UBC Theses and Dissertations
Kelvin-Helmholtz instabilities in sheared density stratified flows Rahmani, Mona
Kelvin-Helmholtz instabilities are the most commonly studied type of instability in sheared density stratified flows. Turbulence caused by these instabilities is an important mechanism for mixing in geophysical flows. The primary objectives of this study are the evolution of these instabilities and quantifying the mixing they generate using direct numerical simulations. The results are presented in three chapters. First, the evolution of primary Kelvin-Helmhlotz instabilities in two dimensions is studied for a wide range of Reynolds and Prandtl numbers, representing real oceanic and atmospheric flows.

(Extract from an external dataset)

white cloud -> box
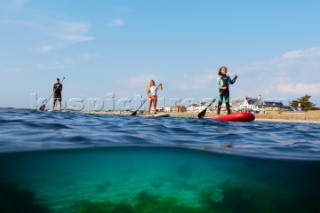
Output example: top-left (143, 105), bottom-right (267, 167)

The results suggest that some properties of KH billows are predictable by a semi-analytical model. It is shown that a new Corcos-Sherman scale is a useful guide when simulating turbulent KH flow fields. The details of the mixing process generated by the evolution of Kelvin-Helmholtz instabilities as it goes through different stages, is analyzed. As the Reynolds number increases a transition in the overall amount of mixing is found, which is in agreement with previous experimental studies. This transition is explained quantitatively by the entrainment and mixing caused by three-dimensional motions, in addition to those resulted from the two-dimensional growth of the instability. The effect of Prandtl number on mixing is studied to understand the characteristics of high Prandtl number mixing events in the ocean; these cases have usually been approximated by low Prandtl number simulations. The increase in the Pradtl number has some significant implications for the evolution of the billow, the time variation of mixing properties, and the overall mixing.